The third option is to break up the monopolies by bringing antitrust lawsuits against them. This approach is associated with Supreme Court Justice Louis Brandeis (1856–1941) and the Progressive era. It was de-emphasized starting in the late 1930s and eviscerated starting with the Reagan administration.

Today, the Schumpeter approach is a fantasy and the Berle-Galbraith approach is very hard to make work because the monopolies in question are typically nonunion (and, in the case of the meat oligopoly, they can bully not only employees but also the ranchers and farmers who supply them with cattle, pigs, and chickens).

That leaves antitrust.

The issue has acquired some urgency from the Covid crisis. In December, National Economic Council director Brian Deese and deputies Sameera Fazili and Bharat Ramamurti presented evidence that three of the big four meatpackers plus Seaboard, another big player based in Kansas, were reaping windfall profits from the Covid pandemic. (Cargill was excluded because it’s privately held and therefore doesn’t have to make its data publicly available.) Since December 2020, prices have risen 14 percent for beef, 12 percent for pork, and nearly 7 percent for poultry, accounting for half the increase seen during that period in food prices. Meanwhile, profits for these companies are up 120 percent since the start of the pandemic. Net income is up 500 percent.

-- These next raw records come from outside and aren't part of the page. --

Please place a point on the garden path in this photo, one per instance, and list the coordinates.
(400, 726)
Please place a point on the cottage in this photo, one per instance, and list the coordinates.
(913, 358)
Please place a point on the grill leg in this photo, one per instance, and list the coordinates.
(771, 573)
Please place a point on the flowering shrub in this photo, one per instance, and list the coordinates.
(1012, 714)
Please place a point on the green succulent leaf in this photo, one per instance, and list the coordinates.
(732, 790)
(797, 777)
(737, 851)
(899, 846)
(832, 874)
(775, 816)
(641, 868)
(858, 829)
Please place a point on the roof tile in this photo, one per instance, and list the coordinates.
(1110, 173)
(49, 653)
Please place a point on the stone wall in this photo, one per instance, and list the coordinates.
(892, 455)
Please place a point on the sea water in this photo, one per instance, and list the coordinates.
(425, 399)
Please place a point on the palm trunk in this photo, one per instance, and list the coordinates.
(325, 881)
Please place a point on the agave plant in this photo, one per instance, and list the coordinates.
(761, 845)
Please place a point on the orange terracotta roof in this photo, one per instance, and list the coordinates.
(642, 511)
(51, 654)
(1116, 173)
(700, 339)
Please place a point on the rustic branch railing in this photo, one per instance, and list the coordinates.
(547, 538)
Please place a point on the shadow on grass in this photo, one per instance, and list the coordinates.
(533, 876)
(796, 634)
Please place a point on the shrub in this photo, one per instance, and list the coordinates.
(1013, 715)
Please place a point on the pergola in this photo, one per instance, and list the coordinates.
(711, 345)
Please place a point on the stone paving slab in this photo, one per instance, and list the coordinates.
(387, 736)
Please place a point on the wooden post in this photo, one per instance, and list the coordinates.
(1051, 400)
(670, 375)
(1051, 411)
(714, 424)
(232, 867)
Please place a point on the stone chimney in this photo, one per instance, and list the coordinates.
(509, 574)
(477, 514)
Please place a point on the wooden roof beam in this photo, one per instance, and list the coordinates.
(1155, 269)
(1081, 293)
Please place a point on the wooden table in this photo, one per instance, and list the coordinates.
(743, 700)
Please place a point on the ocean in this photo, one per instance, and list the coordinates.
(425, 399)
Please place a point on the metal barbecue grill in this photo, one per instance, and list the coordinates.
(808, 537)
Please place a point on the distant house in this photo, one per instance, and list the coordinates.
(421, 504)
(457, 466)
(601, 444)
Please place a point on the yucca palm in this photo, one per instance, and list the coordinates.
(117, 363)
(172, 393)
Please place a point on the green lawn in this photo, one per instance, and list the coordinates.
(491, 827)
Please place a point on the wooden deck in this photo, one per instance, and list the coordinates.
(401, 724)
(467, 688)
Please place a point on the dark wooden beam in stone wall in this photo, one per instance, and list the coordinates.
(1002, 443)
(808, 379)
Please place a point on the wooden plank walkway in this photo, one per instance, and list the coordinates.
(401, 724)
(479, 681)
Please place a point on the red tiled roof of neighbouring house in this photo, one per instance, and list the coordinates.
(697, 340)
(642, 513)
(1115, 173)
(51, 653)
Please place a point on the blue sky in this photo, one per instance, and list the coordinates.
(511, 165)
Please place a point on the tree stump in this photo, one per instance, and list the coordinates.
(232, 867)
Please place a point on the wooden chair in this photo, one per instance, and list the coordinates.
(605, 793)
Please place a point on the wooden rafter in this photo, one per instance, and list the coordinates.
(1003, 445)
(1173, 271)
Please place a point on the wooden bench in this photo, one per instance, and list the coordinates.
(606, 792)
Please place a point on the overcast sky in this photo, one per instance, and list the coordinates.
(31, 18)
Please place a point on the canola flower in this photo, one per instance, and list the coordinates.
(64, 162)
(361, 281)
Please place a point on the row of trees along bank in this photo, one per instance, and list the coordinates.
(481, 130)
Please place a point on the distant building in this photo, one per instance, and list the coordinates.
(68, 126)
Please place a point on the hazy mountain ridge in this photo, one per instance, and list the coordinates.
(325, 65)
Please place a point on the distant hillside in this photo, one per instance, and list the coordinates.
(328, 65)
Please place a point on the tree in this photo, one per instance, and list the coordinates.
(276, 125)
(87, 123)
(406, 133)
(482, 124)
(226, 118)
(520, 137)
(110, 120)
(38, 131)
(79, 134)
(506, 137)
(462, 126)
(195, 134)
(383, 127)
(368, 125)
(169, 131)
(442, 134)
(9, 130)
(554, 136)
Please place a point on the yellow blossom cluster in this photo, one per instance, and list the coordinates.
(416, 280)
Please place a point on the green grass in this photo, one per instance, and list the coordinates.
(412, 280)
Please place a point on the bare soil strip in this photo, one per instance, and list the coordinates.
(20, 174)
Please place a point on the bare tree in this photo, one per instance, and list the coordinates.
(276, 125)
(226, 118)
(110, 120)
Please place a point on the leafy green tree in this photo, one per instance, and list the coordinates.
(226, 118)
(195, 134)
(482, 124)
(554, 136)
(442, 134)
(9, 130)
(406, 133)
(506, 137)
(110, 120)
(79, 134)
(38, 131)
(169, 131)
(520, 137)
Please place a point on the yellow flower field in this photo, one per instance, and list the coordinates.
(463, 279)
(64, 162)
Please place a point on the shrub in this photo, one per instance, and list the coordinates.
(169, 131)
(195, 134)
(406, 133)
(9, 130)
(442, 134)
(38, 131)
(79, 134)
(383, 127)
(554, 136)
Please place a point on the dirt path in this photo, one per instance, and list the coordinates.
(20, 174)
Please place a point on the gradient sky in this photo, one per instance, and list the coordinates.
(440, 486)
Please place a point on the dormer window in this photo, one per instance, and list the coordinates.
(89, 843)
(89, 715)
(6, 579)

That’s what Biden was talking about in the State of the Union when he said, “You play with them, or you don’t get to play at all.” But exasperatingly, Biden didn’t say what he’s going to do about it.

Biden’s administration supports Democratic legislation to require beef processors to furnish ranchers greater price transparency, and in January Biden allocated $1 billion from last year’s Covid relief bill to expand competition in the meat-processing industry. That’s a good start. But really these behemoths just need to be carved up. It’s obvious that Biden wants to. Possibly it would require legislation that would be hard to pass. But he should at least begin the discussion. As Miles says in Risky Business, the 1983 movie that made Tom Cruise a star, “If you can’t say it, you can’t do it.”